Вновь вспыхнула и длительно замигала красная лампочка над дверью: семь часов, третий звонок дан. И снова Дупак заверил: за нами придут. Однако не шли. Пять минут восьмого… Как-то неуютно стало. Двинулись сами.
В буфете, через который надо было пройти, - пусто, неубранная посуда на столах.
Пуста и безлюдна широкая лестница вниз, а там, внизу - ни души, двери в зал закрыты, спектакль начался. Только у ближних к сцене дверей толпятся актеры, сейчас им входить. Кто-то кинулся задержать их, а я, приотстав, вижу, слышу, как по широкой, пустой лестнице с тихим благостным разговором спускаются вниз гости, с ними - онемевшие от предстоящего позора хозяева, а внизу отпихивают актеров от дверей, как раз под ироничным портретом Брехта, он словно понимает, что сейчас произойдет.

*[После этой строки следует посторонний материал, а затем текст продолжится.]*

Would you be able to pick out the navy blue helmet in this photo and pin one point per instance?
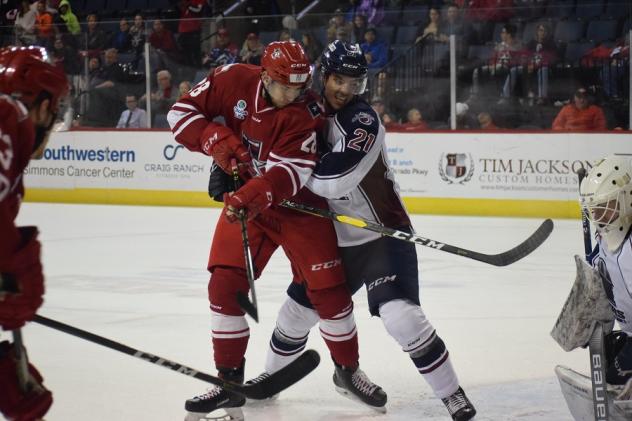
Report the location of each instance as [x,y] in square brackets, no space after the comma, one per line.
[345,59]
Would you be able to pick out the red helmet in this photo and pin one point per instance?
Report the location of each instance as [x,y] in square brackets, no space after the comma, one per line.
[25,73]
[286,62]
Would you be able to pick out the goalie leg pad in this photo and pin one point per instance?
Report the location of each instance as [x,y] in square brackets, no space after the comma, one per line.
[577,391]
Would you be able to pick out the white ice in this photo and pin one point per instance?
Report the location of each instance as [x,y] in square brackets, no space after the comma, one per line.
[137,275]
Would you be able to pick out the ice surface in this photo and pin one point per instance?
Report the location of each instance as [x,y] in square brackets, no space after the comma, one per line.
[137,275]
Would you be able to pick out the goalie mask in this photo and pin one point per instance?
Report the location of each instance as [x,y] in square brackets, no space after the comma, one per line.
[606,193]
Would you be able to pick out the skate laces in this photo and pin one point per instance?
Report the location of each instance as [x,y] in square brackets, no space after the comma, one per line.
[259,378]
[455,401]
[362,383]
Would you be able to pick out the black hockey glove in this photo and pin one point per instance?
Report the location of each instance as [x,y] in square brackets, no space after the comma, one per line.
[219,183]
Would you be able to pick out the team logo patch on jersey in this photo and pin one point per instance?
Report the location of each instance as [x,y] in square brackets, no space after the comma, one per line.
[314,109]
[240,109]
[456,168]
[364,118]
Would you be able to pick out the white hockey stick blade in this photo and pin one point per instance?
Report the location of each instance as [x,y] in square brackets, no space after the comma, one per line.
[577,391]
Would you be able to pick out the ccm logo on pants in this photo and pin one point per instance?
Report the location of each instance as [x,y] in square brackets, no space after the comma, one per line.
[326,265]
[380,281]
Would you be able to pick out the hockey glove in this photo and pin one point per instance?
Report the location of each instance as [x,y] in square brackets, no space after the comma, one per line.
[15,403]
[222,144]
[219,183]
[23,282]
[253,198]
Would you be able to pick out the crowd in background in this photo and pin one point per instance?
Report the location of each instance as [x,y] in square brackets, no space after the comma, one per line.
[520,63]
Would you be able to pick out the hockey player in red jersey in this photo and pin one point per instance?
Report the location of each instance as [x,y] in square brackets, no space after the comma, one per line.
[270,122]
[31,90]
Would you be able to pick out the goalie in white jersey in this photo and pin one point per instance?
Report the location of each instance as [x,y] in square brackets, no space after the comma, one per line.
[355,177]
[607,194]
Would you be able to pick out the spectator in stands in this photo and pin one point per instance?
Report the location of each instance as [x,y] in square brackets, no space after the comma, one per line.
[372,9]
[343,34]
[44,29]
[122,40]
[486,14]
[165,54]
[96,38]
[486,122]
[106,99]
[69,18]
[25,24]
[453,24]
[184,87]
[375,51]
[312,47]
[414,121]
[580,114]
[133,117]
[95,73]
[541,53]
[137,35]
[432,31]
[359,28]
[504,62]
[189,30]
[252,50]
[285,35]
[224,52]
[380,109]
[65,57]
[164,97]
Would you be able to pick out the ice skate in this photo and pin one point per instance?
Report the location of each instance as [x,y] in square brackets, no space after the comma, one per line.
[357,386]
[217,404]
[261,402]
[459,406]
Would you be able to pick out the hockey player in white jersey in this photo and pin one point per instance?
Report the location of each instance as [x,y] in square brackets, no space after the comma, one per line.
[606,193]
[355,177]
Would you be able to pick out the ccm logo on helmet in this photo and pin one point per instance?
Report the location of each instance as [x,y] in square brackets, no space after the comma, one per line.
[326,265]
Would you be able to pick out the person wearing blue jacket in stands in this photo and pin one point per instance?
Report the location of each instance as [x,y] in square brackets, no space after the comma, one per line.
[375,51]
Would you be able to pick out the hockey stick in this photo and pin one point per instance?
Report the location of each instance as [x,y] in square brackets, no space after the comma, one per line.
[264,389]
[595,344]
[503,259]
[246,305]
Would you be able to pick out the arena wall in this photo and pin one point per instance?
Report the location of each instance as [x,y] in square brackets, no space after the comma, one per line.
[464,173]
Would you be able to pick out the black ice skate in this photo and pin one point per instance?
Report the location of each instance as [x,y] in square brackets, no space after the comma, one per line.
[201,408]
[357,386]
[459,406]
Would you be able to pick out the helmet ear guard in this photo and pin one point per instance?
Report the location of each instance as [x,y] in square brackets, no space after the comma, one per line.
[345,59]
[606,193]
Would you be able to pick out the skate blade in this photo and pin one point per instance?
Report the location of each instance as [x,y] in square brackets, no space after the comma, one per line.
[255,403]
[224,414]
[344,392]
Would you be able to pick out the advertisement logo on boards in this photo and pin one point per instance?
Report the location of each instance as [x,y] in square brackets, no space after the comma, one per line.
[456,168]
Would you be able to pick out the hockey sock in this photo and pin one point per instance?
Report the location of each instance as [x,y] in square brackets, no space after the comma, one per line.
[290,335]
[408,325]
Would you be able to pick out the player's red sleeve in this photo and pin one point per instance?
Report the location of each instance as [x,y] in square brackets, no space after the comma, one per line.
[16,146]
[190,118]
[293,157]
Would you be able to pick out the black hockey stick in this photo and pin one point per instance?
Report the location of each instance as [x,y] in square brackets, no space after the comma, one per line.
[247,305]
[595,344]
[264,389]
[503,259]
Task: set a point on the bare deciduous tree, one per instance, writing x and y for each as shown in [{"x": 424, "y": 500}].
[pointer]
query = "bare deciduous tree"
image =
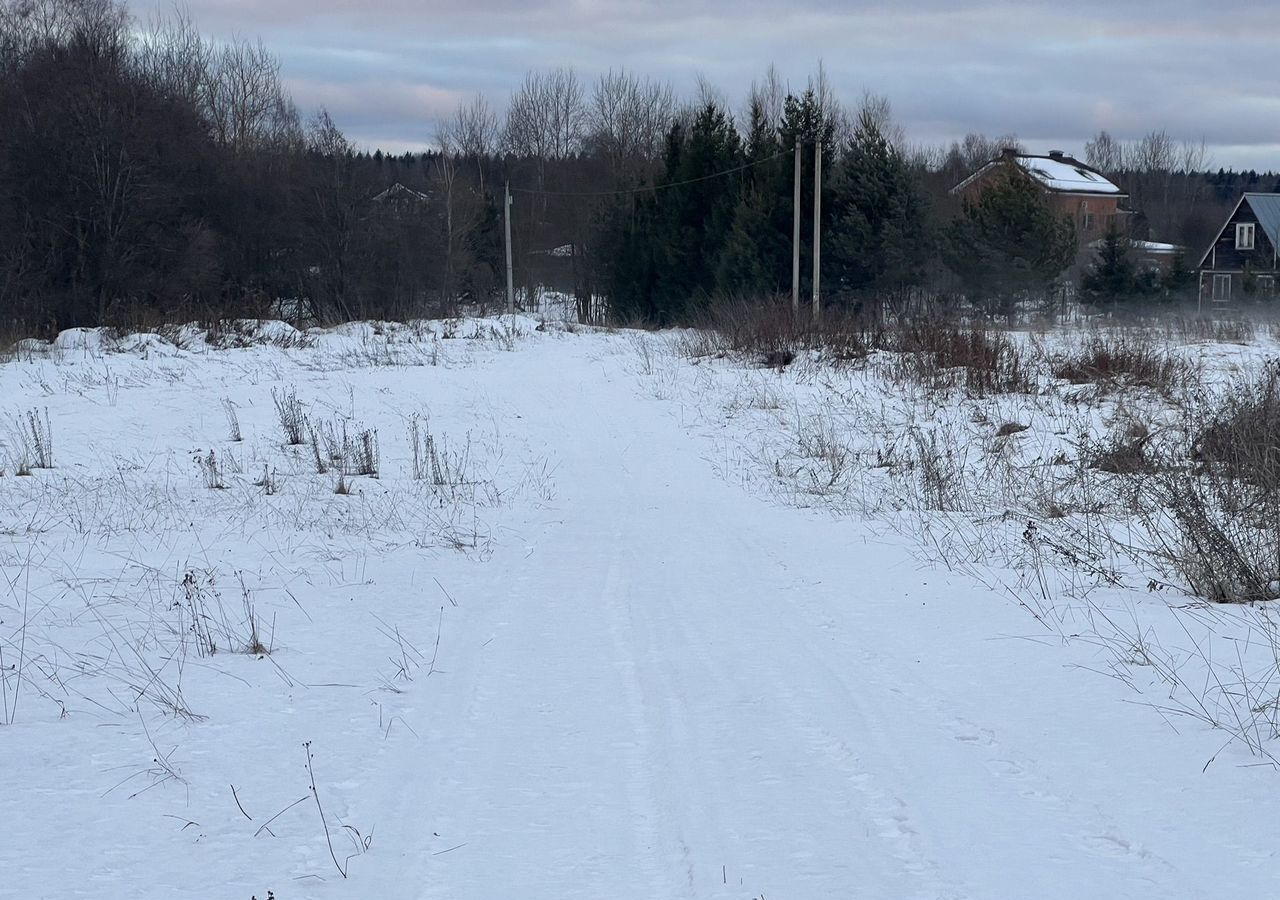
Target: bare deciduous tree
[
  {"x": 547, "y": 117},
  {"x": 629, "y": 119}
]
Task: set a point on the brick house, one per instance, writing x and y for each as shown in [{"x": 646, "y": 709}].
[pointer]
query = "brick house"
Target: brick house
[
  {"x": 1072, "y": 190},
  {"x": 1242, "y": 260}
]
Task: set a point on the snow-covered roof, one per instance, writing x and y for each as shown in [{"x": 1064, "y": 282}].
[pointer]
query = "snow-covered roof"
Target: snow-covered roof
[
  {"x": 1057, "y": 173},
  {"x": 1066, "y": 174},
  {"x": 398, "y": 191},
  {"x": 1155, "y": 247}
]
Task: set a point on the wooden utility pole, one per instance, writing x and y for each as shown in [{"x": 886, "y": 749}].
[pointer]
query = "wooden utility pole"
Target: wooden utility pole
[
  {"x": 795, "y": 241},
  {"x": 817, "y": 228},
  {"x": 506, "y": 215}
]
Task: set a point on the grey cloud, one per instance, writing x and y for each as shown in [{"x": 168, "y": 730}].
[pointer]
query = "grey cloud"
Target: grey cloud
[{"x": 1051, "y": 72}]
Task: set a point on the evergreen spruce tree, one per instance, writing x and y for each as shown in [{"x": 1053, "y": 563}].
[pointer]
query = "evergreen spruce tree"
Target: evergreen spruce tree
[
  {"x": 1008, "y": 245},
  {"x": 695, "y": 210},
  {"x": 757, "y": 254},
  {"x": 880, "y": 240},
  {"x": 1111, "y": 277}
]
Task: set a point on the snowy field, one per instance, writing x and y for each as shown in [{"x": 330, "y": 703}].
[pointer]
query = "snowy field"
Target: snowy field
[{"x": 547, "y": 612}]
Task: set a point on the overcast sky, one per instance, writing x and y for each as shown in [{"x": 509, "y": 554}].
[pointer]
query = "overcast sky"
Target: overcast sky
[{"x": 1054, "y": 73}]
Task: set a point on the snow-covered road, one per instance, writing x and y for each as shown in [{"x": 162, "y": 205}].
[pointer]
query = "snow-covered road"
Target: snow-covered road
[
  {"x": 691, "y": 693},
  {"x": 658, "y": 685}
]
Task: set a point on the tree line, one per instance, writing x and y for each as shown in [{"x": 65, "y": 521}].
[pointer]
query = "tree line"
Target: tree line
[{"x": 151, "y": 174}]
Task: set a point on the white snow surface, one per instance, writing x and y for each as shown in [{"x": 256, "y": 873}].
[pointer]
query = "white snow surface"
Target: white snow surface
[
  {"x": 1059, "y": 176},
  {"x": 611, "y": 671}
]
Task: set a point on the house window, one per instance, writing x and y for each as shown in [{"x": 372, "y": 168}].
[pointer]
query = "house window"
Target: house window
[
  {"x": 1221, "y": 287},
  {"x": 1244, "y": 236}
]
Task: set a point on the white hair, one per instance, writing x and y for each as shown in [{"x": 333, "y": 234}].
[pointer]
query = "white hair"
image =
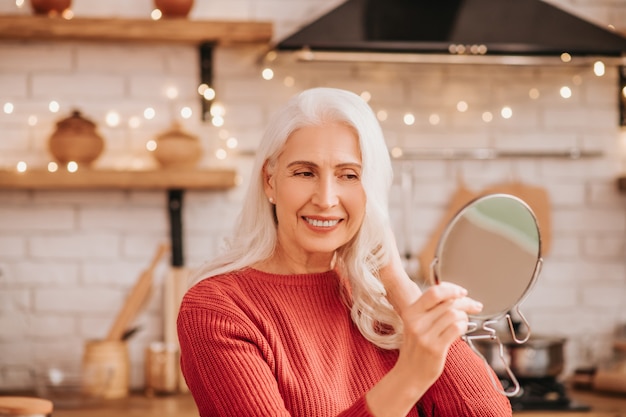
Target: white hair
[{"x": 357, "y": 262}]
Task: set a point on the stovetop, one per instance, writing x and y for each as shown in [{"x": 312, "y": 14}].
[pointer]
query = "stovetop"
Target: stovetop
[{"x": 542, "y": 393}]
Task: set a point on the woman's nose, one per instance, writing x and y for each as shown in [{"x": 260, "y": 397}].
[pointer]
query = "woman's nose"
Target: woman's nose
[{"x": 326, "y": 193}]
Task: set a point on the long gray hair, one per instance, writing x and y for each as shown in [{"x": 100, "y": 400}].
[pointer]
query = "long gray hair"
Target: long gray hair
[{"x": 358, "y": 262}]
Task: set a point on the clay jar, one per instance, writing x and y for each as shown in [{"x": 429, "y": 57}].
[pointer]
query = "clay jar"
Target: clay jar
[
  {"x": 174, "y": 8},
  {"x": 50, "y": 7},
  {"x": 75, "y": 139},
  {"x": 177, "y": 148}
]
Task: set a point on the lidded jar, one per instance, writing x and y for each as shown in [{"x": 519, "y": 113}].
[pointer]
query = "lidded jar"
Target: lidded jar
[
  {"x": 76, "y": 139},
  {"x": 176, "y": 148},
  {"x": 50, "y": 7}
]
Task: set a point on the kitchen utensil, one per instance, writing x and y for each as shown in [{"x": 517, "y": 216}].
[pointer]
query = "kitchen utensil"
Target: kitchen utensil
[
  {"x": 107, "y": 364},
  {"x": 492, "y": 247},
  {"x": 136, "y": 298}
]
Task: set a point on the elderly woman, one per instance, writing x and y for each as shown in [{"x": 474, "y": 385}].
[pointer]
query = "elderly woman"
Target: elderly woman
[{"x": 308, "y": 312}]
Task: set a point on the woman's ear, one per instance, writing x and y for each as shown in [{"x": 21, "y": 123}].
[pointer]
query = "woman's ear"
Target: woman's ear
[{"x": 268, "y": 181}]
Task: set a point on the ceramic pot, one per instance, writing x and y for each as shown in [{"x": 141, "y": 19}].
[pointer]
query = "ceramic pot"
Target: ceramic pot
[
  {"x": 76, "y": 139},
  {"x": 174, "y": 8},
  {"x": 177, "y": 148},
  {"x": 50, "y": 6}
]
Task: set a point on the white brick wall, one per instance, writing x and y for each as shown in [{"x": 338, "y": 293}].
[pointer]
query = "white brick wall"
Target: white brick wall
[{"x": 67, "y": 259}]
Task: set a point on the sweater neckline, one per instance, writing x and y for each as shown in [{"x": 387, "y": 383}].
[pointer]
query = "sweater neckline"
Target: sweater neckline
[{"x": 311, "y": 279}]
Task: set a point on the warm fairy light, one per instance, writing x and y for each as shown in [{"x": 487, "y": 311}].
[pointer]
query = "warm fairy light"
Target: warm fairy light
[
  {"x": 54, "y": 106},
  {"x": 171, "y": 92},
  {"x": 565, "y": 92},
  {"x": 231, "y": 143},
  {"x": 134, "y": 122},
  {"x": 209, "y": 93},
  {"x": 396, "y": 152},
  {"x": 186, "y": 112},
  {"x": 267, "y": 74},
  {"x": 202, "y": 88},
  {"x": 112, "y": 118},
  {"x": 599, "y": 68},
  {"x": 149, "y": 113},
  {"x": 217, "y": 121},
  {"x": 221, "y": 154}
]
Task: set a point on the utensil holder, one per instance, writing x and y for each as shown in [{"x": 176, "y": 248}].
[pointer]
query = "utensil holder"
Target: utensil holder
[{"x": 109, "y": 361}]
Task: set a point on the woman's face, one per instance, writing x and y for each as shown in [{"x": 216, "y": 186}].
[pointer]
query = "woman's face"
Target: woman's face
[{"x": 316, "y": 187}]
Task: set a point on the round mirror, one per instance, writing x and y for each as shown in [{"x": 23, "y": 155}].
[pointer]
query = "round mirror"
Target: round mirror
[{"x": 492, "y": 247}]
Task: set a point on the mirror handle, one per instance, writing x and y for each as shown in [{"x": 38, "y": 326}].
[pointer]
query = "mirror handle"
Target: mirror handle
[
  {"x": 516, "y": 385},
  {"x": 512, "y": 326}
]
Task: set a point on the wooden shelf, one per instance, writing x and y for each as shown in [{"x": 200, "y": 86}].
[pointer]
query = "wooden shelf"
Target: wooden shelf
[
  {"x": 87, "y": 179},
  {"x": 179, "y": 30}
]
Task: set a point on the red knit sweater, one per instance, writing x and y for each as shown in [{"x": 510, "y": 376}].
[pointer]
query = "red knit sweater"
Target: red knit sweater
[{"x": 258, "y": 344}]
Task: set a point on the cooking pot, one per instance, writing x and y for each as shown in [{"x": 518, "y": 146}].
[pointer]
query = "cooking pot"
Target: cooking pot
[{"x": 539, "y": 356}]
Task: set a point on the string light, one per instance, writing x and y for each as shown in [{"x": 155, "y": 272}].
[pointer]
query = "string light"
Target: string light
[
  {"x": 565, "y": 92},
  {"x": 598, "y": 68},
  {"x": 149, "y": 113},
  {"x": 112, "y": 118},
  {"x": 54, "y": 106},
  {"x": 267, "y": 74}
]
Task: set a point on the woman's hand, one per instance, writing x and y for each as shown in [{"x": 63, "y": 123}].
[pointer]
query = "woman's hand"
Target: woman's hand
[{"x": 431, "y": 325}]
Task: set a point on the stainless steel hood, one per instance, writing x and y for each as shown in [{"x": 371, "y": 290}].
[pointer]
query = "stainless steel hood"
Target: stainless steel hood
[{"x": 456, "y": 28}]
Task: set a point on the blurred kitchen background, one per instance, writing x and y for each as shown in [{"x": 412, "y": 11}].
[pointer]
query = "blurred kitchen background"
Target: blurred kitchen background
[{"x": 69, "y": 258}]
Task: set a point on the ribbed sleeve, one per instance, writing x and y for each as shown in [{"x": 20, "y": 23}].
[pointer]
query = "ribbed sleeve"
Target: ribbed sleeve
[{"x": 258, "y": 344}]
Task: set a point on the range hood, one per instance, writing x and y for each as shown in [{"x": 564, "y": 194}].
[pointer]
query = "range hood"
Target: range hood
[{"x": 453, "y": 28}]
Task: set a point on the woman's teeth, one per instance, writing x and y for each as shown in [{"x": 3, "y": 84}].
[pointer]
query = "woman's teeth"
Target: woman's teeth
[{"x": 321, "y": 223}]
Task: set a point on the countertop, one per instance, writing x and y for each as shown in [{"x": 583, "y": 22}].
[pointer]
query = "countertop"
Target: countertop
[{"x": 182, "y": 405}]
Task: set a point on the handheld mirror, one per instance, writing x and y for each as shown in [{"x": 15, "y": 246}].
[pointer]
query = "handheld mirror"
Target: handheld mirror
[{"x": 492, "y": 248}]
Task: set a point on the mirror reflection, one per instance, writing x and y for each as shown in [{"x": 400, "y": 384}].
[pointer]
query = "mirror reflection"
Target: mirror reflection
[{"x": 492, "y": 247}]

Надо сказать, что сцена в том спектакле представляла собой салон самолета, проход посредине - это черта между прошлым и днем нынешним, между тем, что было с людьми и что с ними стало. И все в этом салоне было натуральное, и кресла натуральные, и когда под рев турбин закладывался вираж, один ряд кресел опускался, другой подымался, сцена как бы накренялась. И стюардесса объявляла по радио то же, что объявляют в полете. Правда, когда на самый первый показ спектакля пригласили строителей и авиаторов, строители одобрили все, кроме строительных проблем, и авиаторы похвалили спектакль, но стюардессу не одобрили: она, мол, говорит совсем не то и не так… Не знали они, что на пленку записан голос победительницы конкурса стюардесс.